# 585 paint chipping



## speed58 (Jun 27, 2006)

I have an 2006 585. Last week I noticed paint chipping in two places on my bottom bracket. Has any one had similar problems? My first thought was is this a carbon problem? Any feedback is appreciated.


----------



## johnnieK (Jun 17, 2007)

*paint scuffs*

Can't say I have chipping anywhere on my Look 585's. Though, I am searching for a touch-up paint solution for the tangerine frame. Any ideas? I can scrape off scuff marks gently, and try using an auto clearcoat that is close. (We're talking a 2 inch mini scrape.) No the hugest deal in the world....


----------



## derrickhackman (Jul 28, 2008)

i have a tangerine 585 and i am seeing paint starting to peel in the dropouts... where the axle contacts the frame it is starting to peel as well as under the dropout. i would think this is pretty normal... i plan on using clear nail polish to fix the issue.


----------



## lemans003 (Apr 24, 2007)

*chipping*

I ride a '07 585 in Credit Agricole white. 

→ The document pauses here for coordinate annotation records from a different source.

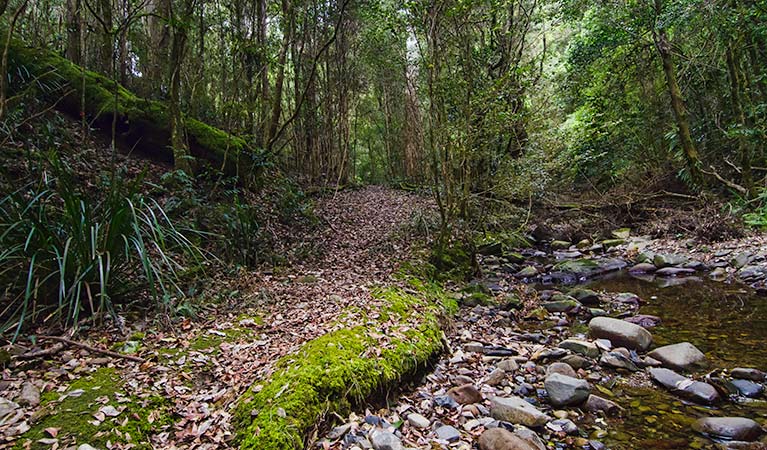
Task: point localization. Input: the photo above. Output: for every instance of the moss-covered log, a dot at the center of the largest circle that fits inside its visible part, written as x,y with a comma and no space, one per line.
341,368
142,125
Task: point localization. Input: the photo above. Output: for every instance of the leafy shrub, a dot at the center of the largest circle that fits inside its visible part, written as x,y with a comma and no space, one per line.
64,254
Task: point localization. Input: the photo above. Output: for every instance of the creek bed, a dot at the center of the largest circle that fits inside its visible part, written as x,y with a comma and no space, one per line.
728,322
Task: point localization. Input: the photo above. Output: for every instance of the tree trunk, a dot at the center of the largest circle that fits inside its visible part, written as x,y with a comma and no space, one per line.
181,158
663,46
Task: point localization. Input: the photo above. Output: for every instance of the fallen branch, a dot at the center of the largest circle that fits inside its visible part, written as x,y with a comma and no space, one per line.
64,341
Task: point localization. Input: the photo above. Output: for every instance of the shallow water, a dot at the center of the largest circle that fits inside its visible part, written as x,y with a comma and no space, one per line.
728,322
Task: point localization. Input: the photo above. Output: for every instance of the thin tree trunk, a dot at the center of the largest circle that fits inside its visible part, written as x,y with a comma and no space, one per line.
663,46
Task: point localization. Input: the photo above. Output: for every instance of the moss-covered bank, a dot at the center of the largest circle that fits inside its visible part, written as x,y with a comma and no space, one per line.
341,368
142,125
74,413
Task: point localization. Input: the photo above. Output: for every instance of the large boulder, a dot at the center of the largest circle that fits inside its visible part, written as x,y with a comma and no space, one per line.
681,356
564,390
517,410
730,428
620,333
696,391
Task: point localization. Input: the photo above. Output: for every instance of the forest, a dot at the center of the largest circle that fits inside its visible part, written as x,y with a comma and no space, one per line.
383,224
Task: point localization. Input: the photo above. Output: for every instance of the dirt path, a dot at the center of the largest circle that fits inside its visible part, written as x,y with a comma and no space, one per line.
201,367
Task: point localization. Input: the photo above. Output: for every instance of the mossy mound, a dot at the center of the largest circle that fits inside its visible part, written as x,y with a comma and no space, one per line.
341,368
141,125
75,413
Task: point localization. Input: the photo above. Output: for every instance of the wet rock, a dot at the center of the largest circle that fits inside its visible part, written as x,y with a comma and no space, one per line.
745,373
733,428
562,426
684,387
418,421
667,260
502,439
562,369
448,433
741,260
30,395
564,390
644,320
7,407
643,268
598,404
496,377
718,274
618,360
465,394
576,361
527,272
674,272
508,365
752,273
585,296
621,233
610,243
747,388
620,332
517,410
681,356
384,440
628,298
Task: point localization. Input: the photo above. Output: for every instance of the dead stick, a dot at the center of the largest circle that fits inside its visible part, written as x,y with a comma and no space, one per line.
93,349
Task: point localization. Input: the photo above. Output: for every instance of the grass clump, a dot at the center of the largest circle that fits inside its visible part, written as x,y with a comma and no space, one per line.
64,253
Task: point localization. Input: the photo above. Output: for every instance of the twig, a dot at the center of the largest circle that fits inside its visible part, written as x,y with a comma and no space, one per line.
83,346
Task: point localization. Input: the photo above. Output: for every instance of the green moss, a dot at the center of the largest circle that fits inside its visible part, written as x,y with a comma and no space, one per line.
341,368
73,414
143,123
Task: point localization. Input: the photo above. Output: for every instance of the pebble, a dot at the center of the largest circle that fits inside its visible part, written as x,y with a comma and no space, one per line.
418,421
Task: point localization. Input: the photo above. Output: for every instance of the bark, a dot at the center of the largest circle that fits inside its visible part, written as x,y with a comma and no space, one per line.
181,156
736,87
663,46
74,30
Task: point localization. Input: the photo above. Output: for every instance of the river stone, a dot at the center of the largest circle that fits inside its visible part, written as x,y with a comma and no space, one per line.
748,388
585,296
561,303
562,369
448,433
465,394
733,428
618,361
502,439
666,260
517,410
621,233
747,373
643,268
564,390
418,421
598,404
588,349
685,387
620,332
30,395
681,356
674,271
576,361
384,440
527,272
752,273
644,320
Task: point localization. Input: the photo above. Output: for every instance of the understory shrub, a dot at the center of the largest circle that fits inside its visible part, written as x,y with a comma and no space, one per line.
65,254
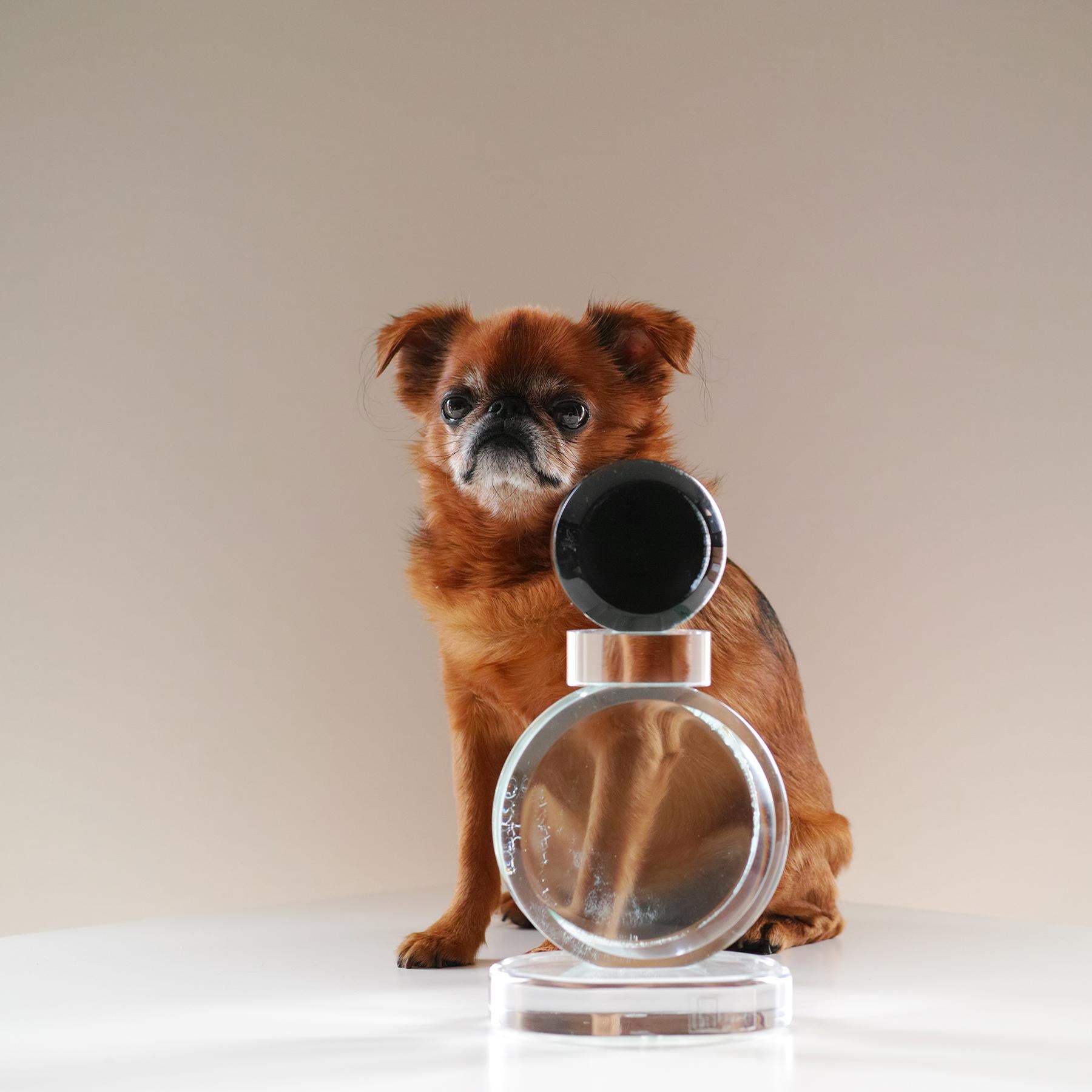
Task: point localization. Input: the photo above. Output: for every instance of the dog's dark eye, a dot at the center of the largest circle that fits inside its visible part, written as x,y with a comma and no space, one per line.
456,406
570,414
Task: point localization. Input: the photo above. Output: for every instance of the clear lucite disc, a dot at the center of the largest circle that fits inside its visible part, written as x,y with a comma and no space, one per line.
641,826
556,993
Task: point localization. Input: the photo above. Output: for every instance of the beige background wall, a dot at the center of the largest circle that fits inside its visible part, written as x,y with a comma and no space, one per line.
214,690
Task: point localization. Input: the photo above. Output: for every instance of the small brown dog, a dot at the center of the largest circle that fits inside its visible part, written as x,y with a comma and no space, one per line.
514,410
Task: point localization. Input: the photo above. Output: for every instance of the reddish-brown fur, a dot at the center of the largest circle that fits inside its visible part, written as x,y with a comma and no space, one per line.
480,566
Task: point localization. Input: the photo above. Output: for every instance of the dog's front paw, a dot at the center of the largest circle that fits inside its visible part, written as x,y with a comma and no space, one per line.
436,947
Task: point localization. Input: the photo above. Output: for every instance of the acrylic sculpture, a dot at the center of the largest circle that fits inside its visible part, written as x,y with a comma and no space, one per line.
640,824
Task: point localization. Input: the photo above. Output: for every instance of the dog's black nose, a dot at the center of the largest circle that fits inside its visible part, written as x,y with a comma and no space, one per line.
507,406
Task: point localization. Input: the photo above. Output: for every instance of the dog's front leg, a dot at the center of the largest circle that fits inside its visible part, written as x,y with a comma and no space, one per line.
480,745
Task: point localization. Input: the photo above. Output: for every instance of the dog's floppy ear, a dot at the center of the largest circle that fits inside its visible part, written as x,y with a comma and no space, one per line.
645,341
419,342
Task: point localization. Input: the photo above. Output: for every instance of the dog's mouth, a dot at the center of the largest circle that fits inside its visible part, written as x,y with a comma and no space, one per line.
508,446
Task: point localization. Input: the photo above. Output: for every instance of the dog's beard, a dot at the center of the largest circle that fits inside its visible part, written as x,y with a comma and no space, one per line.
508,468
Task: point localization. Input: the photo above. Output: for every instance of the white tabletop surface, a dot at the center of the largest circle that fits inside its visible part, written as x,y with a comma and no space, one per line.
309,999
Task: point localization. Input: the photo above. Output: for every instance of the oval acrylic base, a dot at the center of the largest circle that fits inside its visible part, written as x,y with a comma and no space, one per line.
554,993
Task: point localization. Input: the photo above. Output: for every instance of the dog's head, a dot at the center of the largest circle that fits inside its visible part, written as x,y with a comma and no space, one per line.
517,408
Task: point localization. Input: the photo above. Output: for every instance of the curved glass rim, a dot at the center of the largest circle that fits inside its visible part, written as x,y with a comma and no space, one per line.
576,508
734,915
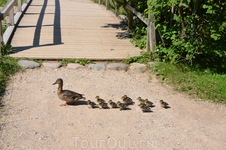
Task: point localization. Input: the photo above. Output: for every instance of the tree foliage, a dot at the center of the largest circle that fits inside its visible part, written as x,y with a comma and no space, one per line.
188,30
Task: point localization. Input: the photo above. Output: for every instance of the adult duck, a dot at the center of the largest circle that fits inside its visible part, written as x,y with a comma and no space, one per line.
67,95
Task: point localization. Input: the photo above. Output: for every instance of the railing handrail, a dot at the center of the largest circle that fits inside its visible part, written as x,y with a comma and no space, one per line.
7,8
13,18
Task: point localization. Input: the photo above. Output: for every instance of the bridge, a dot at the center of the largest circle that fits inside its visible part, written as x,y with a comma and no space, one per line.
71,29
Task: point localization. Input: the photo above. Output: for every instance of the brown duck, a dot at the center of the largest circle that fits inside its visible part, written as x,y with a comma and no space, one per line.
67,95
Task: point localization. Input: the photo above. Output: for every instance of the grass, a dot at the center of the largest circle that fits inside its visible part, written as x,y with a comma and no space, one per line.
203,84
83,61
8,67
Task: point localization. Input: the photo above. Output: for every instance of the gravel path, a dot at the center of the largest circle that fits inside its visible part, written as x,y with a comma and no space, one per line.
33,119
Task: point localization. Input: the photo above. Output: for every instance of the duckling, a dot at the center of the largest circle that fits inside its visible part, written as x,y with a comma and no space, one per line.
92,104
113,104
144,108
122,106
127,100
67,95
99,100
140,100
148,103
103,105
163,104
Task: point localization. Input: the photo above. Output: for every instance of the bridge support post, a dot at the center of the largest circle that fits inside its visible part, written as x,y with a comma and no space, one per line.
151,36
107,5
100,1
1,36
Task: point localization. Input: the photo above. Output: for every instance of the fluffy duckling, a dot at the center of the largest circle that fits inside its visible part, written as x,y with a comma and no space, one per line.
148,103
113,104
140,100
127,100
163,104
92,104
103,105
122,106
144,108
99,100
67,95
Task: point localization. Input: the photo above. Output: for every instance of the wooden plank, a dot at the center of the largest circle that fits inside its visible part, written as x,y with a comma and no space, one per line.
86,30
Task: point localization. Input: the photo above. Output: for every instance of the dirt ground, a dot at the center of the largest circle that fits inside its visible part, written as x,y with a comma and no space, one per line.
33,119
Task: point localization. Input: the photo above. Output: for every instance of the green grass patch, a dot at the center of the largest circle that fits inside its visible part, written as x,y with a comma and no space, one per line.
203,84
83,61
8,67
144,58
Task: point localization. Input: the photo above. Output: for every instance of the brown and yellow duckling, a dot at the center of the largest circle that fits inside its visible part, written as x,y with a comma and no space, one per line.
144,107
127,100
148,103
99,100
103,105
164,104
113,104
140,100
67,95
122,106
92,104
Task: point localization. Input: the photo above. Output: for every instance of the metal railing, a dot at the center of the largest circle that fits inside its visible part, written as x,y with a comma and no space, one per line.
12,18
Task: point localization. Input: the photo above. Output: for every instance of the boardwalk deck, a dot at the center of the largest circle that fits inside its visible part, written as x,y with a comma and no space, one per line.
54,29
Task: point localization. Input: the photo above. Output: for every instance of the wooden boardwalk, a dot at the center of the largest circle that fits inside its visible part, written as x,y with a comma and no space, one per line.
54,29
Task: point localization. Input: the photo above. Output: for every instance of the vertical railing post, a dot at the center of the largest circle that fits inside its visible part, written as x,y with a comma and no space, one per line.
19,6
107,5
130,19
151,37
100,2
1,37
11,17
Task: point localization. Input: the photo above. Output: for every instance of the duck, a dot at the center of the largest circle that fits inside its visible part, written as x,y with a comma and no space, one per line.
163,104
127,100
113,104
122,106
144,107
99,100
67,95
148,103
92,104
103,105
140,100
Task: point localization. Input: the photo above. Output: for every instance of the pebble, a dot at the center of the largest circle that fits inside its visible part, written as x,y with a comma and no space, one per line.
74,66
52,65
27,64
118,66
97,66
137,68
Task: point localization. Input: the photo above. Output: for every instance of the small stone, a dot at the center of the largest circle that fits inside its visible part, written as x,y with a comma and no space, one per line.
137,68
27,64
74,66
97,66
52,65
118,66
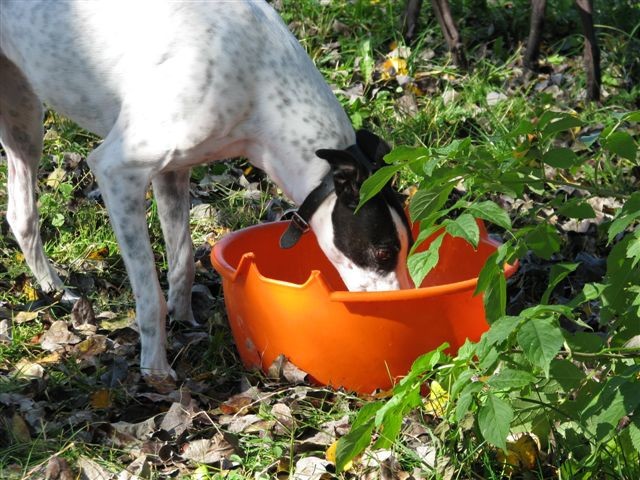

I have 3 significant paint chips around the bottom bracket area. Although I know for a fact mine are from debris/pebbles being kicked up by the front wheel into the frame. In my situation it is not from any fault of the manufacturing/finishing process. I love the frame and the finish. 

I would appreciate to hear if someone knows of a good source for a touch paint that matches the White of 585 frames.


----------



## jun1662 (Dec 15, 2004)

speed58 said:


> I have an 2006 585. Last week I noticed paint chipping in two places on my bottom bracket. Has any one had similar problems? My first thought was is this a carbon problem? Any feedback is appreciated.


My '07 585 (team white color) also has small paint chips at the BB area. White and clear nail polish did the trick. its hardly noticeable. Love this bike.


----------



## oily666 (Apr 7, 2007)

I've protected areas of my frame with a clear 3M "graduated density" film used for invisible bras that prevent stone chips on cars. The film has a very tough, scratch resistant surface which is softer under underneath and keeps small road grit from eating the paint off hoods and bumpers. I called the local BMW dealer for the name of the body shop that installs the 3M invisible bra. I went to the shop and asked for some scraps that are left after a sheet is cut to size. They gave me a piece about 12"X14". It's very easy to cut and sticks like a mad man. The best part is, you can't tell it's there. Beats paying $40.00 for VeloSkin and it's the _same_ stuff.


----------



## oily666 (Apr 7, 2007)

johnnieK said:


> I am searching for a touch-up paint solution for the tangerine frame. Any ideas? I can scrape off scuff marks gently, and try using an auto clearcoat that is close. (We're talking a 2 inch mini scrape.) No the hugest deal in the world....


Unless Look has modified the color, Mitsubishi R-71 is pretty much dead match. It matches Keo pedals, cleats Look bar tape, Look logos, and the air brushed paint highlights on the 381 & 481 Ja Ja frames. Hope this helps.


----------